3. Overestimated WeWork's growth potential, claimed it could rival Alibaba, blindly drove up its valuation, completely ignoring the fatal flaws of shared office spaces having no technological moat and incurring continuous massive losses.
4. ARM's trillion-dollar IPO expectations fell through, with its stock price remaining below the issue price for a long time after listing, leading to a significant shrinkage in asset returns; earlier promised to retire at 60, later directly extended his tenure, rendering the promise void.
2. Projects SoftBank Heavily Invested In But Exited With Huge Losses
1. WeWork: Cumulative investment of nearly $20 billion, valuation plummeted from $47 billion to nearly zero, the company went bankrupt, causing the Vision Fund to suffer massive losses.
2. Boston Dynamics: Acquired the humanoid robotics company at a high price, failed to commercialize it for years, sold most of its stake at a low price.
3. OneWeb satellites, Wirecard payments, Brandless budget e-commerce: The first went bankrupt due to cash flow issues and underwent restructuring; the latter two exposed operational/financial scandals, resulting in total loss of investment.
4. Sprint telecom, Uber, Didi: Made large, concentrated investments, suffered long-term losses with persistently low stock prices, returns fell far short of expectations.
5. Perfectly missed NVIDIA: Entered at low prices early on, liquidated all holdings before the AI boom, missed out on hundreds of billions in gains, later publicly expressed regret.

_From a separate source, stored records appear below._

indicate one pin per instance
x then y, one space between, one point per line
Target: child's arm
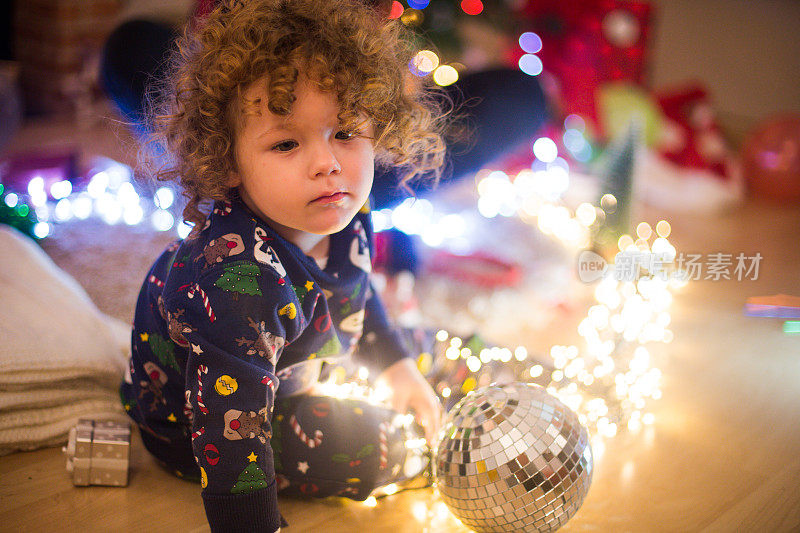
406 384
231 384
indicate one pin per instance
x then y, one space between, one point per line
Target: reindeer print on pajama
231 329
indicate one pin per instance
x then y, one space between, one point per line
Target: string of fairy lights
610 380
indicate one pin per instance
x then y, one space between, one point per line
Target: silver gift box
98 453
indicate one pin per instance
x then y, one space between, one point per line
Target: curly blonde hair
346 47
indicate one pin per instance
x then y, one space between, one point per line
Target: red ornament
771 160
472 7
397 10
212 454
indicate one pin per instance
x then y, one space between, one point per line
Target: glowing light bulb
445 75
530 42
663 228
545 149
424 62
61 189
530 65
41 230
164 198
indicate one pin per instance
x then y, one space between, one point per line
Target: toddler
277 112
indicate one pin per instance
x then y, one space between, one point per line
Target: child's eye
285 146
345 135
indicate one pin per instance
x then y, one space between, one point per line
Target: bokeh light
445 75
545 149
530 65
530 42
472 7
424 63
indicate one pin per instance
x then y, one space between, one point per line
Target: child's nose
325 162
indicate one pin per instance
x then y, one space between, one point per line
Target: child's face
301 173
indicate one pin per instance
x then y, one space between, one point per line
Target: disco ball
513 458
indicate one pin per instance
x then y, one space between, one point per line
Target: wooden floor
721 456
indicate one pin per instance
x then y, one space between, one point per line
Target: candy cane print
269 383
225 211
197 433
187 407
384 427
196 288
202 369
311 443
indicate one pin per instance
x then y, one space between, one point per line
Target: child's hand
408 388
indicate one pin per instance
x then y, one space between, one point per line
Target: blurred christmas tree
615 170
16 214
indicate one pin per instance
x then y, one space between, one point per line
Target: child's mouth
330 198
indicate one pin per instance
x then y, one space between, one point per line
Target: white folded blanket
61 359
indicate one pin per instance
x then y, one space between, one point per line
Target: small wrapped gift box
98 453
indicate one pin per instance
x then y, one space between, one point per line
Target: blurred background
601 127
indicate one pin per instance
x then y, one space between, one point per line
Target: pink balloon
771 160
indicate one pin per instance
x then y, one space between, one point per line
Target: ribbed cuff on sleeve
256 512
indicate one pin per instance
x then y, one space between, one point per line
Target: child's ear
234 180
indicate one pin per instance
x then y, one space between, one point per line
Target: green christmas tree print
240 277
346 308
163 349
302 290
250 480
332 347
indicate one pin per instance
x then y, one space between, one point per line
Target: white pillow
51 336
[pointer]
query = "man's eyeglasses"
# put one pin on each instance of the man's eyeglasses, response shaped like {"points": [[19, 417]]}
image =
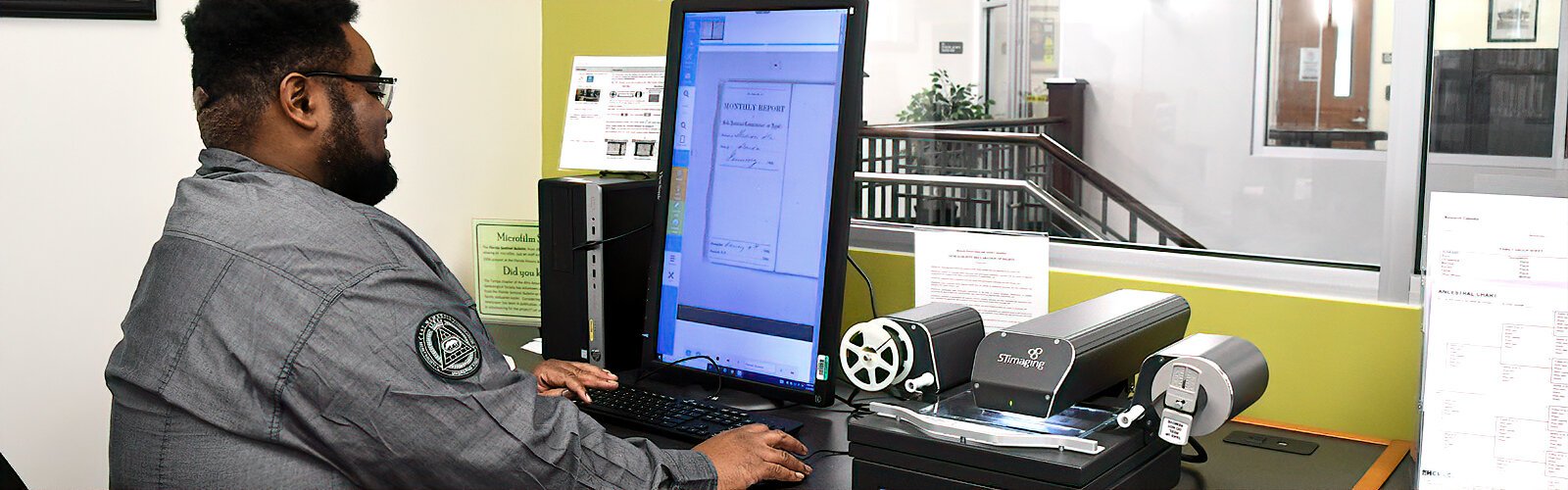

After his legendary success with Alibaba, Masayoshi Son has often used extremely grand future narratives to leverage capital, but repeatedly overlooked fundamental flaws in business models and made frequent errors in judging long-term tracks and timing. While dismissing the currently hot SpaceX space computing power route, he holds a long list of unfulfilled blueprints and loss-making investments. The capital market has no permanently accurate prophets; narratives that are too far ahead of industrial realities will ultimately lead to repeatedly stepping into pitfalls.